Il ne savait pas si les grands avaient eux aussi des rêves prémonitoires comme lui. La cave. Il s'avança devant la première marche. Son cœur battait fort. Il se retourna. Personne. Il posa le pied sur la première marche. Puis les suivantes. L'antre sacré. La cave. L'odeur du formol le saisit si violemment aux sinus qu'il lui fallut quelques instants pour s'habituer. Il aurait dû remonter mais non, la curiosité n’est ce pas sœur Anne ! Il avança près de la table sur laquelle une forme était allongée, à peine y avait-il touché qu’un bras glissa vers le sol. Il y avait des marques bleues dessus. Il était froid et sentait l'os pourri. Il reconnut cette odeur particulière, celle qui se trouve sur ce qui ne vit plus, sur de la viande avariée. La mort. La cave. Il ne savait pas vraiment ce qu'était la mort, ni que ce qu'il fallait faire pour en arriver là, seulement, il en reconnaissait le goût, la sensation désagréable et il avait cette conviction que la mort arrêtait tout. Il décida que l’endroit était inhospitalier et s’en alla, hélas, tirant avec lui un bout du drap.

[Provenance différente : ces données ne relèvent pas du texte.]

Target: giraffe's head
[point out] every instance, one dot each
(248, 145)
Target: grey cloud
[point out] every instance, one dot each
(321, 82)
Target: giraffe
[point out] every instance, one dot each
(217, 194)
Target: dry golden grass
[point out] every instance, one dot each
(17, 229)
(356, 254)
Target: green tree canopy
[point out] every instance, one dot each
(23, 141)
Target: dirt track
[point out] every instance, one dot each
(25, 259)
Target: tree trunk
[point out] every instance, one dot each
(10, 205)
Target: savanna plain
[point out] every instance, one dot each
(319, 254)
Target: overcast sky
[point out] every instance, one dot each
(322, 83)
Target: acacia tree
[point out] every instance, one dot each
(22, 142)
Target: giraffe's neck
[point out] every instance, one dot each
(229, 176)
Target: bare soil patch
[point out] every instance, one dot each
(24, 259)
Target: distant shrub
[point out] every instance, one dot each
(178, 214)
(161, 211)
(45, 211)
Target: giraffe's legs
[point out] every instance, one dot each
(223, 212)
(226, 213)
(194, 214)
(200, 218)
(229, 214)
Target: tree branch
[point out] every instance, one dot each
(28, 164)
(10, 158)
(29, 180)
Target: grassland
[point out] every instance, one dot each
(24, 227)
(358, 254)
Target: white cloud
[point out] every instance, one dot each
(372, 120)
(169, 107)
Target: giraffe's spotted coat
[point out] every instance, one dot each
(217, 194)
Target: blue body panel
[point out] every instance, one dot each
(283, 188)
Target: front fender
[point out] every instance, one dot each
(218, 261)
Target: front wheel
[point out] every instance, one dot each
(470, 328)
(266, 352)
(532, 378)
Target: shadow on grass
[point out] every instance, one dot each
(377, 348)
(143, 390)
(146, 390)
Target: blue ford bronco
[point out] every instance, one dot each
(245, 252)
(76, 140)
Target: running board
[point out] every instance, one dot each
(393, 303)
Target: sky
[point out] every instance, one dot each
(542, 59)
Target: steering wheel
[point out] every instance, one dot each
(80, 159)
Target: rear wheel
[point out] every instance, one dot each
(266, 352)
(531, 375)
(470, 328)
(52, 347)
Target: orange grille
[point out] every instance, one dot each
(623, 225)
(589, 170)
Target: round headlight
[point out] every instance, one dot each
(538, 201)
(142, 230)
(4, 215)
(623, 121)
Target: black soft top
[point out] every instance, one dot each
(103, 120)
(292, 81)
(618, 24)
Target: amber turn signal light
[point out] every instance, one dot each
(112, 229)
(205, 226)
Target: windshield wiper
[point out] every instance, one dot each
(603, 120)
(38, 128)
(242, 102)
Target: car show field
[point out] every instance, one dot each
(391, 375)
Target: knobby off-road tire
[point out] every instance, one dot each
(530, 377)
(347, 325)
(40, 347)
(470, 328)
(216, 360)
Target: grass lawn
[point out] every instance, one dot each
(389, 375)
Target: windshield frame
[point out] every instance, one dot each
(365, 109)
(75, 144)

Le corps tiré par le drap chuta de la table et atterrit lourdement par terre. P’tit’hom reconnut la femelle qui était partie en claquant la porte la dernière fois. La belle femelle pour qui son père s’était senti si excité. Que faisait-elle ici. On entendit du bruit là haut, on s’agitait au-dessus ! Il sentit de l'agitation en haut. L’incident avait dû réveiller son père.

Il remonta l'escalier quatre à quatre et regagna son panier. Il frémit en repensant à ce qu'il avait vu dans la cave. Son père y descendit en claquant la porte puis il remonta. P’tit’hom n'eut que quelques secondes pour réagir avant que son père le frappe avec un balai. Il courut dans le jardin et se cacha sous une bâche. Surtout ne plus bouger, se dit P’tit’hom. Il resta toute l'après-midi sous la bâche à ne pas bouger. Il savait qu'il n’aurait pas dû descendre dans la cave. Ce n'était pas son domaine, c'était celui de son père, pas le sien. Pas le sien. Quand le soleil eut disparu et que la nuit masqua toutes les ombres, il sortit de sa cachette et décida d'aller directement à la porte. Cette dernière était fermée. Il gratta contre le bois. Son père ne lui ouvrit même pas. Il y avait pourtant de la lumière à l'intérieur. Mais personne ne vint lui ouvrir. Alors il retourna sous la bâche. Au moins dessous il aurait moins froid. Froid. Il fit un cauchemar et se réveilla à cause d'un bruit sourd dans la terre. Il vit son père dans le jardin sous la lumière blafarde d'une lampe électrique. Il semblait creuser la terre. Il se rapprocha.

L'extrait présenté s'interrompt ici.